- Alika Kee shared the story behind his establishment of Buhay shoes.
- He also told the story about a major challenge for him while growing up.
- After failing to find his mother, he decided to help clean up not just the Philippines, but the world.
Buhay Shoes is a brand of footwear that empowers people to wear sustainable shoes while promoting a cleaner living environment in the Philippines.
While they’re still continuously improving the quality of their shoes before we can all wear them, let’s know a little bit more about the brand and its founder and CEO, Alika Kee.
With his diction and capability to start a business, you may automatically think that he must’ve had a pretty comfortable and easy-going life. Well, that’s not really the case. In fact, Alika never really knew his biological parents.
“I grew up for the first 10 1/2 years in the Philippines and the first places I’ve stayed in are two orphanages and one foster home in Sta. Mesa,” he said.
In the last four of five years, he has been looking for his birth mother. All because he wanted answers.
“I have been coming back and forth looking for my birth mother in Bicol. I have been searching for her I guess coz I was needing that closure. I was angry when I was a kid.
“I had a lot of questions and I wondered, why, who I am today… basically I just wanna know who I am. And I wanna know who my mother was because giving me up, I thought I was so angry that she gave me up for so long.”
But as time passed by, he slowly realized something. His mom, whom he never really found, already gave him the best gift of all and that is by giving him away, otherwise, he wouldn’t be the person that he is right now.
“And I wanted that answer but as time has gone, I just realized that that was just an unconditional love that she made. Giving me up is probably the best thing she’s given me. The opportunity to be brought up in a better world so that I can grow up the man I am today.
“And I guess on the look for her to thank her in a way and maybe just see how she’s doing. Support her if she needs it. That’s why I keep coming back. But now I don’t feel like since there was no need to search, I don’t feel like I need to look for her because I don’t feel angry anymore. I don’t think she wants to be found. I don’t know the story maybe but I’m happy.”
With this, comes along Buhay shoes.
“So it started with shoes because the first time I’ve ever had my own pair of shoes was [when] I was eleven years old. So ever since, you know, at age eleven, you have a sense of value and sense of appreciation when you receive a gift versus when you’re a lot younger.”

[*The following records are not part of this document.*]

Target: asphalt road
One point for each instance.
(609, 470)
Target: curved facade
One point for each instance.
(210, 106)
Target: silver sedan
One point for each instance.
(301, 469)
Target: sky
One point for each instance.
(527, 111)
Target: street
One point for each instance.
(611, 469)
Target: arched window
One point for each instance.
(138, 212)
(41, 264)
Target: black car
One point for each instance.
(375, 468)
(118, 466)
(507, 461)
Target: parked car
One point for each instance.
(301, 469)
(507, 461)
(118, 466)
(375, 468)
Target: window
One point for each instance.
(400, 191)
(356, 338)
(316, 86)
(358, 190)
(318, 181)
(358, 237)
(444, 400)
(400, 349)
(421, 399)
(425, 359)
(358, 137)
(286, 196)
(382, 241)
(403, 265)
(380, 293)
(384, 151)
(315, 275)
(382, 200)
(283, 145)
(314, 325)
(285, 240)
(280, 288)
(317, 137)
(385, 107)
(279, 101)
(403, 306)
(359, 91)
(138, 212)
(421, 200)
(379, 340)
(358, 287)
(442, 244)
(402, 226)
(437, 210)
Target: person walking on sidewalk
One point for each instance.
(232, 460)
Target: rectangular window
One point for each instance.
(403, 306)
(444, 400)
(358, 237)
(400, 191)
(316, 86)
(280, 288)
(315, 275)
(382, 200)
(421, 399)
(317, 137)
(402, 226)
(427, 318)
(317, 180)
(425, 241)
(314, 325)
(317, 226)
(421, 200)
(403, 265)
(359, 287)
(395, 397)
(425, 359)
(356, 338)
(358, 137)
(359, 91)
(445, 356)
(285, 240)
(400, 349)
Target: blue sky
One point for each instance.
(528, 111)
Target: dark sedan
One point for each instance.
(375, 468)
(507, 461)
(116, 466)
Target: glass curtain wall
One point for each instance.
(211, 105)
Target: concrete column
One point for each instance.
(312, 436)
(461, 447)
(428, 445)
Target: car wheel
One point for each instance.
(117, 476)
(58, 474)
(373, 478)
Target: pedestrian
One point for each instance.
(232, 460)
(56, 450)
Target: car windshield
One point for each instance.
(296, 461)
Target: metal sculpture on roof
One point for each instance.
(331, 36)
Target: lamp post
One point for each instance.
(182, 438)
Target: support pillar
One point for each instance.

He added that the experience was very humbling for him as he spent almost all of his childhood barefooted. It meant a lot to him as it somewhat symbolized a safe environment, a home, and a future to look forward to.
Alika started creating shoes at the young age of twelve.
“When I was twelve, I created my first pair of shoes and ever since, that was my passion. So I studied industrial design, so from there I did a lot of product designing and made a lot of products before Buhay Shoes. And today I just want to have a shoe company that reduces plastic waste because the waste management here could be improved a lot better.”
When he was a teenager, he worked at a fast-food restaurant and saw that there were so many rice bags thrown away every single day. From there he began thinking about ways to re-use the bags.
“At the end of the shift, we were throwing these rice bags away that were so beautiful, unique, and durable. Every time I would throw them away, I would constantly think about what we could use them for.
“I started collecting them from restaurants. I would take them home and make prototypes. And just kind of fiddle for ways to make shoes out of it.”
Right now, their shoes are made of those rice bags and rubber tires.
“The name Buhay means life in a dialect in the Philippines [which is] Tagalog. We wanted to call it that because we want to create a better life, a better future, more sustainable in the Philippines. So I think that name resonates to what we’re doing to the shoe itself.”